The last time we saw that headline was August 22, nearly a year a go. It is finally safe to peel open your Schwab statement and take a look. While there always will be some skeptics, there is a growing feeling that this rally may be sustainable. This rally which began in October, gathered momentum in March and accelerated in April and May. There are reasons to be optimistic that the worst is behind us.

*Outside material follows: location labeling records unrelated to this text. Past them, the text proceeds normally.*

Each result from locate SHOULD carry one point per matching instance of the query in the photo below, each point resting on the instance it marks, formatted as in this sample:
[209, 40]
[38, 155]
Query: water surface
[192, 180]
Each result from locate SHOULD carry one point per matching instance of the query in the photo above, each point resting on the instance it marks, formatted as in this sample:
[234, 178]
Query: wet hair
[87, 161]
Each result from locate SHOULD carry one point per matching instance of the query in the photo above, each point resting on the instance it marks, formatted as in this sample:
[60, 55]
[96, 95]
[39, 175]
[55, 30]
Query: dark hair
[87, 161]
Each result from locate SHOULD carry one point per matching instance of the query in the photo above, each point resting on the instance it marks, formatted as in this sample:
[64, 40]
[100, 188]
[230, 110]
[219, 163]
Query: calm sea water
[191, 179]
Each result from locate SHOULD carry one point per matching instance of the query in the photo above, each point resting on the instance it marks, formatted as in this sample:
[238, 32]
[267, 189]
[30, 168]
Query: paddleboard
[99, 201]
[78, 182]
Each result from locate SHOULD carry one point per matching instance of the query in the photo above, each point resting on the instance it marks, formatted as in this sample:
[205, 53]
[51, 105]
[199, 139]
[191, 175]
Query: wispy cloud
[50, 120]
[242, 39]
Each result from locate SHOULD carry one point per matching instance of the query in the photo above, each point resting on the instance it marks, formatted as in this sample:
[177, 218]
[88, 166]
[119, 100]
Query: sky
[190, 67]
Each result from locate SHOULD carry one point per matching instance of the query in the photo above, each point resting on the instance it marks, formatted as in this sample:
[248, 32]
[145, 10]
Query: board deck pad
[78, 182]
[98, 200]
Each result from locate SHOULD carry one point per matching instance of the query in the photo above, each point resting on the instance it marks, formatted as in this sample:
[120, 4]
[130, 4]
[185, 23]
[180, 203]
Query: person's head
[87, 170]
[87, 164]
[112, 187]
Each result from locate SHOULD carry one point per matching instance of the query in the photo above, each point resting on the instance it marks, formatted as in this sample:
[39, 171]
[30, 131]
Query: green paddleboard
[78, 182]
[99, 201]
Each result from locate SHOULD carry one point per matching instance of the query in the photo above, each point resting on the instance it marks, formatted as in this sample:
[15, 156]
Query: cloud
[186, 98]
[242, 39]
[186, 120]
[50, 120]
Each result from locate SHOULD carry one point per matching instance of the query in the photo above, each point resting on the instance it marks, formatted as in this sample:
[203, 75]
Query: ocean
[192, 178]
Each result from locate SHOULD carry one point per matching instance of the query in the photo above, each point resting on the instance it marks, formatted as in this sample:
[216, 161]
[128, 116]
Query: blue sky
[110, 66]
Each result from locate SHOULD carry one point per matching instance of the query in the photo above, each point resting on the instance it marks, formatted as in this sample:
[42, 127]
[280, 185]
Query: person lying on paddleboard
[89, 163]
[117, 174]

  • War with Iraq ended swiftly.
  • The corporate scandals are abating.
  • The tax cut is official.
  • Interest rates are low.
  • The price of oil is down.
  • The dollar is falling.
  • Earnings are rising.

The negatives continue to be the deficit, jobs and SARS. Overall though, the future is looking up. We don't expect the stock market to skyrocket as it did the late 90s. There are always clouds on the horizon, but we remain cautiously optimistic. For long term investors, having less than 60% of your portfolio in equities is overly conservative now. Nothing makes stocks go up faster than growing profits, and profits should get a boost from falling oil prices, a falling dollar, rising demand, and continued cost controls. The anticipation of stronger profit growth is pushing the indexes higher. Stocks have rallied for three months on the basis of an economic recovery. On the other hand, bonds and money market accounts are far less appealing today than stocks.

Do Gentlemen prefer bonds?

Sometimes, but not now. Bonds have been among the best performing asset classes for the last three years, but as interest rates rise, bonds will fall in value. Did you know that if rates rise 1%, a 10 year bond will fall nearly 10% in value? So bonds are not "safe" in the traditional sense. Yet, they belong in portfolios to provide current income and help reduce stock volatility. In response to the risk of rising interest rates, we having been repositioning portfolios with short term bonds. As the economy improves, we expect interest rates to rise. So in response to the eternal question, "do bonds have more fun?", we must say that for the last three years, they have been the Belle of the ball. However, we expect equities to return to the party as the economy gradually improves.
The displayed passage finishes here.